志穂と悠真の婚約発表は、片桐家と一条家にとって喜ばしい出来事だったが、悠真の心の中には、表面上とは裏腹に、深い葛藤の嵐が吹き荒れていた。婚約指輪を志穂の指にはめながら、彼の脳裏には、無理な笑顔を張り付けたまま、痛みに耐える雪菜の顔が焼き付いていたのだ。

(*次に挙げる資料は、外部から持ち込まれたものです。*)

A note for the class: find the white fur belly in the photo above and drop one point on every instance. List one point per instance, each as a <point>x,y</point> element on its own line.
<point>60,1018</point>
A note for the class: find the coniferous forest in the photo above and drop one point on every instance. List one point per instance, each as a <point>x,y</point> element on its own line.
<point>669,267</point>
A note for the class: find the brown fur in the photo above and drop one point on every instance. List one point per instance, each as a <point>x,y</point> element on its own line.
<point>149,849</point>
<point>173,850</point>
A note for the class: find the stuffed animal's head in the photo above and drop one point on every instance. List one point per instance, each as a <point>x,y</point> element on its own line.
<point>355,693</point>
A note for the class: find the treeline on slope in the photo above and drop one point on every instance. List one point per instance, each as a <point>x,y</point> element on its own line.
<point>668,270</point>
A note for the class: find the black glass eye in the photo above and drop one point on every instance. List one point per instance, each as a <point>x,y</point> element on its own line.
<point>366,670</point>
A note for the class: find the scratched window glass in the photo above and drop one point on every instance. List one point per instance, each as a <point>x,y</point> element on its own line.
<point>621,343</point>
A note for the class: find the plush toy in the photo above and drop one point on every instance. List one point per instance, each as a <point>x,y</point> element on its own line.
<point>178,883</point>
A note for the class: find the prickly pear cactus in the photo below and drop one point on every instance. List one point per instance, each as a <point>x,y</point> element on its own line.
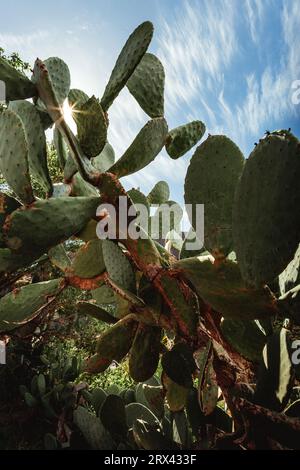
<point>219,319</point>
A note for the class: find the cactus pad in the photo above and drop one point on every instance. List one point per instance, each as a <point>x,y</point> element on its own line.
<point>17,85</point>
<point>211,180</point>
<point>266,220</point>
<point>183,138</point>
<point>221,286</point>
<point>13,144</point>
<point>143,150</point>
<point>147,85</point>
<point>130,56</point>
<point>36,141</point>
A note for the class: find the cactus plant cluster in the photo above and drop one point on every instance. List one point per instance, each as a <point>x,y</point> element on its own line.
<point>215,318</point>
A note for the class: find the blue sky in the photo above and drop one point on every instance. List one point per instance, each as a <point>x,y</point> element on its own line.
<point>229,63</point>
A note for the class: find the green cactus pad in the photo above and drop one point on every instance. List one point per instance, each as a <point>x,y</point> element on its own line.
<point>7,205</point>
<point>70,169</point>
<point>221,286</point>
<point>181,139</point>
<point>91,127</point>
<point>176,395</point>
<point>105,160</point>
<point>151,438</point>
<point>136,411</point>
<point>290,277</point>
<point>113,416</point>
<point>88,261</point>
<point>179,364</point>
<point>60,77</point>
<point>147,85</point>
<point>266,219</point>
<point>245,336</point>
<point>138,197</point>
<point>80,187</point>
<point>10,262</point>
<point>275,375</point>
<point>159,194</point>
<point>208,389</point>
<point>36,140</point>
<point>61,190</point>
<point>61,148</point>
<point>211,180</point>
<point>17,85</point>
<point>183,309</point>
<point>130,56</point>
<point>13,143</point>
<point>93,310</point>
<point>76,98</point>
<point>93,431</point>
<point>116,342</point>
<point>143,150</point>
<point>104,295</point>
<point>23,304</point>
<point>118,266</point>
<point>48,222</point>
<point>151,396</point>
<point>144,354</point>
<point>191,246</point>
<point>59,257</point>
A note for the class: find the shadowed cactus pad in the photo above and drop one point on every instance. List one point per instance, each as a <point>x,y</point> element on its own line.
<point>266,219</point>
<point>147,85</point>
<point>13,144</point>
<point>36,141</point>
<point>143,150</point>
<point>183,138</point>
<point>211,180</point>
<point>17,86</point>
<point>22,305</point>
<point>130,56</point>
<point>91,127</point>
<point>221,286</point>
<point>159,194</point>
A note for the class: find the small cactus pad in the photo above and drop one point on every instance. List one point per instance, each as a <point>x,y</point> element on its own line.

その夜、悠真は自室の書斎で、一人、グラスを傾けていた。琥珀色の液体が、彼の心の中の複雑な感情を映し出すかのように、揺らめいている。
「…志穂」
悠真は、グラスを置くと、深くため息をついた。
志穂は、悠真にとって、幼い頃からの大切な存在だ。華やかで聡明、そして何よりも真っ直ぐで、彼を深く信頼し、愛情を注いでくれる。財閥の御曹司として、志穂との結婚は、家同士の繁栄を考えれば最善の選択であり、彼自身も、志穂に対しては深い敬意と、家族のような愛情を抱いている。この婚約は、彼の人生において、疑う余地のない未来のはずだった。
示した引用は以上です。